Thursday, October 28, 2004

San Sebastian

#1: Get drunk and call someone. Submitted by Chris from Chicago.

After a friday teacher happy hour...

Josie: Hello.
Me: (shouted) Josie!
Josie: Hello?
Me: It's me, Sarah.
Josie: Oh! How are you?
Me: I'm good. How are you. I was just...picking a rose out of someone's yard. I was taking a walk. And I felt so guilty for picking it. Hold on, I need to sit down. OK. So I stuck a dollar to the plant, through a thorn. To pay for the rose. Now it's in a glass in my room. It's really pretty. Do you like yellow roses?
Josie: Yeah, they're ok.
Me: I like the way they look when they're on the way out, you know, when they're all...fluffy. And the petals are starting to fall off. I really like that. Do you think I should make some chutney? Like a bunch of different kinds. Should I send you some? Do you like chutney?
Josie: Sure, I like chutney.
Me: I'm love the world of condiments. I think I'll make some ketchup too. Catch up, ketchup. Getcha ketcha. Ha ha.
Josie: (pause) Are you drunk?
Me: Yes.

#2: Visit Mrs. DiClementi. Submitted by Catherine Noble, Mrs. DiClementi's neighbor.

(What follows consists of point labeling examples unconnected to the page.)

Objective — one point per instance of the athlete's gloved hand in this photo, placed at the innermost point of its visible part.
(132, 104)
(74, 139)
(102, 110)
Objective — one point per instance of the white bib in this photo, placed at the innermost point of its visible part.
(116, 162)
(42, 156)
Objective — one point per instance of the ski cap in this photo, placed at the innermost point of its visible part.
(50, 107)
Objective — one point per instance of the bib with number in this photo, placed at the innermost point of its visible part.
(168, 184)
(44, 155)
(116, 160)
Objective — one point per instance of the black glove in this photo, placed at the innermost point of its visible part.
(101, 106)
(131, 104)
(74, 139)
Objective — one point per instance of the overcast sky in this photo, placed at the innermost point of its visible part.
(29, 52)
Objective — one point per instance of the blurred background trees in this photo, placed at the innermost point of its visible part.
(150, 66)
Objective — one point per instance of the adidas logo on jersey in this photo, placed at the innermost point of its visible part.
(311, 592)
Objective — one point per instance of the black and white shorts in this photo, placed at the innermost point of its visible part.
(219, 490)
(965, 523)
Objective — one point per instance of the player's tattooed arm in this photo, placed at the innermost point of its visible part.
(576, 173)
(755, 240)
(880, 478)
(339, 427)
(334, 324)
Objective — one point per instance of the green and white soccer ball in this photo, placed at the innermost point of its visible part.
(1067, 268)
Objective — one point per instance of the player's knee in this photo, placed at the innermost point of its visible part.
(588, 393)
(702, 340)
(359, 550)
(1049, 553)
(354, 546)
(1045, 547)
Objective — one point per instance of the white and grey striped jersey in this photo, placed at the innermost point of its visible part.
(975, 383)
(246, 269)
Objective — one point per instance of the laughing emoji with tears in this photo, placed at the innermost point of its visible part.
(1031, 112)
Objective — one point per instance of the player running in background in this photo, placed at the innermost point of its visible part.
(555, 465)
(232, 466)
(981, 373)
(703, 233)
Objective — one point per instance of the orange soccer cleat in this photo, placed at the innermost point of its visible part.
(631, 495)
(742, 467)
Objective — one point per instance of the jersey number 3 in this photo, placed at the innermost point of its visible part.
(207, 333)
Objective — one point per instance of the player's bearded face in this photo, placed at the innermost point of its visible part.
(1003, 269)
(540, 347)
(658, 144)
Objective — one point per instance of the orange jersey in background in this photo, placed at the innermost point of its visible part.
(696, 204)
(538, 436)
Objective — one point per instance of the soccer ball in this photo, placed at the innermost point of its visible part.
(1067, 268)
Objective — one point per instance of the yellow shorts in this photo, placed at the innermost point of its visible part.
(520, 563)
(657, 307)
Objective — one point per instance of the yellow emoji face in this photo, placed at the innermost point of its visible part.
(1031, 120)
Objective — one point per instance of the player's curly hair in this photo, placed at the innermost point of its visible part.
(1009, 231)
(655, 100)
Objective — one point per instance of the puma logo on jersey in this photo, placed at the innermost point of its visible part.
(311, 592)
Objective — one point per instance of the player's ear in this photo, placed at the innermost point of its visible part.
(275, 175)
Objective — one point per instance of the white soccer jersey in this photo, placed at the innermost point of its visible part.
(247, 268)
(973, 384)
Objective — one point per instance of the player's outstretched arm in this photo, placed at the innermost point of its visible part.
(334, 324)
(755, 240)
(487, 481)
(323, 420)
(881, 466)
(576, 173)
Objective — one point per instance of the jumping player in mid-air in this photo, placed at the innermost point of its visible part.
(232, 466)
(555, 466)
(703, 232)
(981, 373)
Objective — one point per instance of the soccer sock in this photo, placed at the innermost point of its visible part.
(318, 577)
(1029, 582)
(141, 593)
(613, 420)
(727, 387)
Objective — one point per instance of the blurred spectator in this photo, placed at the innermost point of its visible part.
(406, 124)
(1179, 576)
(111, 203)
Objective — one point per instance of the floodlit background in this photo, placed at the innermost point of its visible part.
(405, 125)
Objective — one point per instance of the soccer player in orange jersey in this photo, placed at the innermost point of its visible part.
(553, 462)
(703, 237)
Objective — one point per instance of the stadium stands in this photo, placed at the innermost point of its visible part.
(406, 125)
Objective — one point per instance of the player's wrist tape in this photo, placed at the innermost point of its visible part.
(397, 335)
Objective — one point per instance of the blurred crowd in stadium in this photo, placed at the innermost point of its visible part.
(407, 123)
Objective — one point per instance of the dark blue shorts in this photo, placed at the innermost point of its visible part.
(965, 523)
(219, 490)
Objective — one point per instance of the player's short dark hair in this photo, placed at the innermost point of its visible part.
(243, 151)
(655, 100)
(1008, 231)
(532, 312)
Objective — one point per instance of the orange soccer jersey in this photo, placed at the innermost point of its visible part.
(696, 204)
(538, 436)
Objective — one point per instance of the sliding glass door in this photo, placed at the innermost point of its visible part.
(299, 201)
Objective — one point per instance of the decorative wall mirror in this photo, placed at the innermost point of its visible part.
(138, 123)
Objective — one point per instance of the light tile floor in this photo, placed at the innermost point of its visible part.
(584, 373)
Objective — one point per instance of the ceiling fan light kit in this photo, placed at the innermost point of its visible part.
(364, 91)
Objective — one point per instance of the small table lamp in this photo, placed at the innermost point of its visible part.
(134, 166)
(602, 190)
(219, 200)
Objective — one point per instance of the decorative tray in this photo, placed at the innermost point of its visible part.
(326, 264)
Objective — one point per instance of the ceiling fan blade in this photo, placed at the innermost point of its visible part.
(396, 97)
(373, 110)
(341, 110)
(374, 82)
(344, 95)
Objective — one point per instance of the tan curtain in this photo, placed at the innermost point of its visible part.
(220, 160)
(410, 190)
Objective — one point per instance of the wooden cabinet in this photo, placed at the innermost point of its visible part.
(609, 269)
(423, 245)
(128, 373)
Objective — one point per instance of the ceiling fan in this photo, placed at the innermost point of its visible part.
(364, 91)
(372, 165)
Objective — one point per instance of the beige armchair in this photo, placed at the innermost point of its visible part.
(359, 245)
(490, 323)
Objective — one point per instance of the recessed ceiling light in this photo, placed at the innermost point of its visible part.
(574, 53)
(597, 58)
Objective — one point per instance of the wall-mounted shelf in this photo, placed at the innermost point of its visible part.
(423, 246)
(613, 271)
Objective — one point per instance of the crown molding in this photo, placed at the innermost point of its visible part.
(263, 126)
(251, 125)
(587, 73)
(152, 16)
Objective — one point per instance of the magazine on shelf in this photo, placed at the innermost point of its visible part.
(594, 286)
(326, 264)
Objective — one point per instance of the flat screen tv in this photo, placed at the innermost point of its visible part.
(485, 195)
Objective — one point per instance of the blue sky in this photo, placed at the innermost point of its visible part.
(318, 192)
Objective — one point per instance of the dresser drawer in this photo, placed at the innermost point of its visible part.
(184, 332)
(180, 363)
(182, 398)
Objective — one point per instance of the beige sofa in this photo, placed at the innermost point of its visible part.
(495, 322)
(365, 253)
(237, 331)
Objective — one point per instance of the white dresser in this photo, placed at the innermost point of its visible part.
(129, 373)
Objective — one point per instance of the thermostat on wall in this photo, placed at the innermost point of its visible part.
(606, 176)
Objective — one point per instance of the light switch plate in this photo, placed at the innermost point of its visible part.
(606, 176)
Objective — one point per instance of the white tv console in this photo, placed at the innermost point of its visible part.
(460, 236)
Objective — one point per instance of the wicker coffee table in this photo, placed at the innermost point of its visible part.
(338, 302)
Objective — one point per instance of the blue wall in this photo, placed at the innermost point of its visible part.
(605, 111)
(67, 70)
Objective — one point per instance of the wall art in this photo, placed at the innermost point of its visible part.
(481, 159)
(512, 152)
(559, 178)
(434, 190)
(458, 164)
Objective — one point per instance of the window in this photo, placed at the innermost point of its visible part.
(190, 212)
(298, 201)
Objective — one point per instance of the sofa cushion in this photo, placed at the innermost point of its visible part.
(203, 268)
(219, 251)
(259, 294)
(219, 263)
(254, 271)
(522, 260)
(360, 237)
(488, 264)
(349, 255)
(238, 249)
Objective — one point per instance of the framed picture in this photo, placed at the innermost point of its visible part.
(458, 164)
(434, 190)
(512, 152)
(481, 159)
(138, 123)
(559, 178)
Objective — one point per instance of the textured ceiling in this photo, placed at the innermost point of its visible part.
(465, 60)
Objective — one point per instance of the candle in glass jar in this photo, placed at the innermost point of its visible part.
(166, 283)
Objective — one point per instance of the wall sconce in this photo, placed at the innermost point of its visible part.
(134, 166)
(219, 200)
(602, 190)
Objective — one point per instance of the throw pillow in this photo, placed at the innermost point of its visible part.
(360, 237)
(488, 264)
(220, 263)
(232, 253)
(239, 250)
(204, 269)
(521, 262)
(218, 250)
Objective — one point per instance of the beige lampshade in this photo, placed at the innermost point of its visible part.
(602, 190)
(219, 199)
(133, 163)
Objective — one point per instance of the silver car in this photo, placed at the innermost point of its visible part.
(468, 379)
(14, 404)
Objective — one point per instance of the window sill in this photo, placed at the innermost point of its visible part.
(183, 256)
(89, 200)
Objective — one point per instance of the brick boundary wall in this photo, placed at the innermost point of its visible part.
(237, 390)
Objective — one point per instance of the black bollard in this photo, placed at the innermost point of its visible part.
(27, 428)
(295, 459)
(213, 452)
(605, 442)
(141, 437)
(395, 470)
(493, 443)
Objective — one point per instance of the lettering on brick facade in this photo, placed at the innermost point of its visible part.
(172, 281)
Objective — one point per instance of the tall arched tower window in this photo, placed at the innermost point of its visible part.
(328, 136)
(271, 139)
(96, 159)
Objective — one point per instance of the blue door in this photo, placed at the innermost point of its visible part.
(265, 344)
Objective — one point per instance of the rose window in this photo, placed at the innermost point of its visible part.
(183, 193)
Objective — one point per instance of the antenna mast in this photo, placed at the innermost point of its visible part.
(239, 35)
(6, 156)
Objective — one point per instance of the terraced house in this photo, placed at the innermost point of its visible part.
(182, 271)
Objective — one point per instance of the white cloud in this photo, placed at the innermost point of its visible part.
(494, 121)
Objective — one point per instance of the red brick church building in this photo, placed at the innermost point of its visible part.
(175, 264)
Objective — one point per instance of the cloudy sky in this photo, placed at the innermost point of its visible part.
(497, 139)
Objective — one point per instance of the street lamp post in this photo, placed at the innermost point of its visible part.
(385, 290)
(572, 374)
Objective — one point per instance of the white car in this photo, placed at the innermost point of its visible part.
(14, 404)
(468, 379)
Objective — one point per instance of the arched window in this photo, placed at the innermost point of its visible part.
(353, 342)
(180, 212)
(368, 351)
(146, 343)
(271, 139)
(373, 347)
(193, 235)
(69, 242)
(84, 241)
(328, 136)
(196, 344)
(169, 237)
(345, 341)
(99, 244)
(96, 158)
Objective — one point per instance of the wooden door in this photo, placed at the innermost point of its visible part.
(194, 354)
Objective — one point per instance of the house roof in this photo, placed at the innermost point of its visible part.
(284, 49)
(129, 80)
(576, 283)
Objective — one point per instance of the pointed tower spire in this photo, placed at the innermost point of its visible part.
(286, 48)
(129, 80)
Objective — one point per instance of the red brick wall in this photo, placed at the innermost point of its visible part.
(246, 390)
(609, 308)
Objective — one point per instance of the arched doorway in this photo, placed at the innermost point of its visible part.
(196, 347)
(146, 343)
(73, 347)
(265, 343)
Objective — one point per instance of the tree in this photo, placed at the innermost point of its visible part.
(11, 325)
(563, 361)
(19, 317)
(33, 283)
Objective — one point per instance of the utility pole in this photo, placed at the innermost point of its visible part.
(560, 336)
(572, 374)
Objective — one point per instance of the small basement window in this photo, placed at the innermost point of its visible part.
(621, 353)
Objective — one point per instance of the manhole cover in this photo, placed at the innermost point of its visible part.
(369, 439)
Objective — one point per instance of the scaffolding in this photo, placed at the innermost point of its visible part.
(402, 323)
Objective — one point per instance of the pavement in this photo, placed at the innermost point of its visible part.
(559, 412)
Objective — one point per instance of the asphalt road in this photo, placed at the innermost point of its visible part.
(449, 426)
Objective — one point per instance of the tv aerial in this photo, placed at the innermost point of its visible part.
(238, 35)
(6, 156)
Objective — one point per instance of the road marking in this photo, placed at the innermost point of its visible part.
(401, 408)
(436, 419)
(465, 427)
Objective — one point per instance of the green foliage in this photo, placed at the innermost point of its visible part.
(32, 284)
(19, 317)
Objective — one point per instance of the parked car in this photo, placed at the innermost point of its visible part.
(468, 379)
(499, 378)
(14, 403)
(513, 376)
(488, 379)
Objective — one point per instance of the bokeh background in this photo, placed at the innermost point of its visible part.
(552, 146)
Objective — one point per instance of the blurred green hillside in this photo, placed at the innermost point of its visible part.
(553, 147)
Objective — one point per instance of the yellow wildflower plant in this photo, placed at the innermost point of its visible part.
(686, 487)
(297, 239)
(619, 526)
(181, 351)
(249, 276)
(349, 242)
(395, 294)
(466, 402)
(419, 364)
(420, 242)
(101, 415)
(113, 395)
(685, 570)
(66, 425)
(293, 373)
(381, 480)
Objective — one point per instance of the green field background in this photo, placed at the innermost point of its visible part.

I am standing in front of Mrs. DiClementi's apartment, holding a bunch of flowers from the bodega on the corner. She likes to put them in a giant old jam jar in her window; she waits until they are brown and all the petals are on the floor before she goes on to the next bunch. Inside, there seem to be empty cigarrette packs on every flat surface. They are the generic kind of cigarettes, the ones that are three dollars less than the famous ones, the kind on special at gas stations. Her fingers are brownish at the tips, from smoking them. Once the flowers are in the jam jar, she pulls a plate of peanut butter cookies out of the refridgerator, and even they taste faintly of cigarettes. I tell her about my class and my parents' visit and about the leaves changing at the park. There are faded pictures all over the walls; by the shag carpeting and the clothes, I know exactly when they're from. I like Mrs. DiClementi to tell me about the people in the pictures, especially about her brother in law, Nicky, who loved chicken cutlets and turned the backyard into a miniature farm, right there in the middle of Carroll Gardens. Mrs. DiClimenti makes some tea. Behind her, in the backyard, a neighbor has strung flowered housedresses out to dry. The breeze is making them sway and dance, which I point out to Mrs. DiClimenti. She takes a long drag on a Target brand cigarette and laughs, a smoker's laugh, an expert's laugh. There are ancient newspaper photos taped on the walls with yellowed tape. I start to count them as Mrs. DiClementi continues to laugh, and I'm not sure she's laughing about the dresses anymore or if the joke is private now. The sun is starting to set, and the tea is growing cold.


*This update typed while watching a documentary on the history and making of hot dogs.

Sunday, October 24, 2004

Motorcars, Handlebars

The heat has come on at 295 5th Avenue, and the dusty, smoky smell of the ancient furnace fills every room.
The air grows dry, crackles with dryness. The pipes clang and pop, startling me out of my nap on the couch. My book has fallen out of my hands, onto the floor; my glasses are askew. It was the heat that drove me out onto the street, and it's fall, there on the sidewalk, that fills my lungs with sharp air and makes my heart pound.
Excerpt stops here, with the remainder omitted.